Comparison of long‐term effectiveness and complications of radiofrequency ablation with hepatectomy for small hepatocellular carcinoma

Yong Fang(Sir Run Run Shaw Hospital), Wei Chen(Sir Run Run Shaw Hospital), Xiao Liang(Sir Run Run Shaw Hospital), Da Li(Sir Run Run Shaw Hospital), Haizhou Lou(Sir Run Run Shaw Hospital), Renbiao Chen(Sir Run Run Shaw Hospital), Kaifeng Wang(Sir Run Run Shaw Hospital), Hongming Pan(Sir Run Run Shaw Hospital)
Journal of Gastroenterology and Hepatology
November 14, 2013
Cited by 229

Abstract

BACKGROUND AND AIM: To determine and compare the adverse events and long-term effectiveness for patients with small hepatocellular carcinoma (HCC) (≤ 3 cm) treated by percutaneous radiofrequency ablation (RFA) or hepatectomy.
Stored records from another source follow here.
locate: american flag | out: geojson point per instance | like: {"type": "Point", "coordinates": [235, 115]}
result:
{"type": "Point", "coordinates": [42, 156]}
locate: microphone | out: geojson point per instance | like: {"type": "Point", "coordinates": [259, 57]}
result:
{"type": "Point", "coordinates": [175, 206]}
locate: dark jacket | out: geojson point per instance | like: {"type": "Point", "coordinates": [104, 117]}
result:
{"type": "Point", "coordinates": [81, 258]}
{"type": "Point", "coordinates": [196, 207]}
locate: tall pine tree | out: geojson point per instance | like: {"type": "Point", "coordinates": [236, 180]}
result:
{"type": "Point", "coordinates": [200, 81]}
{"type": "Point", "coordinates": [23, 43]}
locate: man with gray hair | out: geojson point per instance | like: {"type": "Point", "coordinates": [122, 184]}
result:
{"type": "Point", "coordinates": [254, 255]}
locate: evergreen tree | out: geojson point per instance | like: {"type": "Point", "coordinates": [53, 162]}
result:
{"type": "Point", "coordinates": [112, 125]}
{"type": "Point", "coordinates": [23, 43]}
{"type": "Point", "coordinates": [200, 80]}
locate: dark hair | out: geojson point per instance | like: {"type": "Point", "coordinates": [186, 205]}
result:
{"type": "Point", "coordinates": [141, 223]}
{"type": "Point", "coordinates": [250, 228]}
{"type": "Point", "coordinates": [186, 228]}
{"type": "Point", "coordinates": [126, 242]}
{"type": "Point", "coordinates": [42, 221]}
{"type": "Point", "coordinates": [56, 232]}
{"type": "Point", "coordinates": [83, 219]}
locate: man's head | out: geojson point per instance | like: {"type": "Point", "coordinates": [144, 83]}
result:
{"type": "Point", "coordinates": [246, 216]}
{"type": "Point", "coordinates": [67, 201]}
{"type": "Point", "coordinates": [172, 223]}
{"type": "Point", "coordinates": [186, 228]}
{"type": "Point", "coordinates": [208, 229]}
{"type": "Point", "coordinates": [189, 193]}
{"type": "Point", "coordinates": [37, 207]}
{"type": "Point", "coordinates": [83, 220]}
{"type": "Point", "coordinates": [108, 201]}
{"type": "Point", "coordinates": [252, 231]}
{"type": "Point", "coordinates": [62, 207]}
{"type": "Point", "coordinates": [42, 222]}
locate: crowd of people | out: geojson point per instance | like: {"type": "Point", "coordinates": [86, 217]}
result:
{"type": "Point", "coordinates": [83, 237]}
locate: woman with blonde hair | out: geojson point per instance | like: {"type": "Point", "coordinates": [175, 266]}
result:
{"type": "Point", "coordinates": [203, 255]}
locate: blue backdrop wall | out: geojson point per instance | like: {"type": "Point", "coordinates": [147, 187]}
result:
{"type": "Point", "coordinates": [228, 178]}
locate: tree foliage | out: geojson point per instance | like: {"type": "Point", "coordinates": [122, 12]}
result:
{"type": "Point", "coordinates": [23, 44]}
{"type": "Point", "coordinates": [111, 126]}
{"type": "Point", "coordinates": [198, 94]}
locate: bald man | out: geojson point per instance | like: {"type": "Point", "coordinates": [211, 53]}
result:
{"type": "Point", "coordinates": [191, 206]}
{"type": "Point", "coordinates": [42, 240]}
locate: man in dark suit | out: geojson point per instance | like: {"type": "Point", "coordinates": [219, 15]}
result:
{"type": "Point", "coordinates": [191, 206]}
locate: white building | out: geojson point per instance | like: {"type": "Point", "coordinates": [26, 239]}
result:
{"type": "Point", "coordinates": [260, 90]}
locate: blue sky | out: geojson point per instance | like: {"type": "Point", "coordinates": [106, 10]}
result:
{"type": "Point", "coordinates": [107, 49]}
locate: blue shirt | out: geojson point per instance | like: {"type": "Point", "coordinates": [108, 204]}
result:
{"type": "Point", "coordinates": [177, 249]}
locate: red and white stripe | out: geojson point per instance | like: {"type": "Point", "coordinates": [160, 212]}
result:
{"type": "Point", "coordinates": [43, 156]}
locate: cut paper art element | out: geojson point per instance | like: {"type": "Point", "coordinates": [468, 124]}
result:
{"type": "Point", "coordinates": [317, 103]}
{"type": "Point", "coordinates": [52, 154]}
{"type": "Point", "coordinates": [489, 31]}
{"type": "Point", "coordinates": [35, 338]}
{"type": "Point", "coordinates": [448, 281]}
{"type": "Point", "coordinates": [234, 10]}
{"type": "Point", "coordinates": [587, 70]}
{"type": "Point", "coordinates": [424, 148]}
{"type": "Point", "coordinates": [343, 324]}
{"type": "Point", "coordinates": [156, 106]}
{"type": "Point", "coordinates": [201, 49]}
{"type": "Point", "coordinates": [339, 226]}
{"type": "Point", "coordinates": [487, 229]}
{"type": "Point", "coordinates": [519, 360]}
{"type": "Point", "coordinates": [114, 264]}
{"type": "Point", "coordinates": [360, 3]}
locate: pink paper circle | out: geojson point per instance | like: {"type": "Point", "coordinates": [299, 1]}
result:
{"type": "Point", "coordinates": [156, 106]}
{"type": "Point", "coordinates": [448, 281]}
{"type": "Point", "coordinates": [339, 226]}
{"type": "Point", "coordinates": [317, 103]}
METHODS: Small HCC from 120 patients were randomized into either percutaneous RFA therapy or hepatectomy group, and the effectiveness and complications of two treatment modalities were analyzed. The complications of post-RFA or hepatectomy, the complete treatment rate, treatment-related mortality, and disease-free and overall survival rate were followed up and conducted. RESULTS: In patients with small HCC, complete remission rates were achieved in 95% and 96.7% in the percutaneus RFA and hepatectomy groups, respectively (P > 0.05). Hepatic function at day-7 status post-treatment, including albumin and bilirubin levels, were significantly worse in the hepatectomy group (P < 0.01). Compared with the RFA group, the incidence of postoperative complications (27.5% vs 5.0%) and hospital stay (11.8 ± 3.1 vs 4.3 ± 1.5) were significantly higher in the hepatectomy group (P < 0.01). After a mean follow-up of 40 months, 22 patients (36.6%) in the RFA group and 21 patients (35.0%) in the hepatectomy group developed a recurrence (P > 0.05). There was no significant difference of the disease-free and overall survival rates at 1, 2, and 3 years between the RFA group and the surgical hepatectomy group (P = 0.443 and P = 0.207, respectively). CONCLUSIONS: In patients with small HCC, percutaneous RFA showed similar local control and long-term survival compared with hepatectomy. Importantly, percutaneous RFA are accompanied with a lower complication rate and shorter hospital stay day.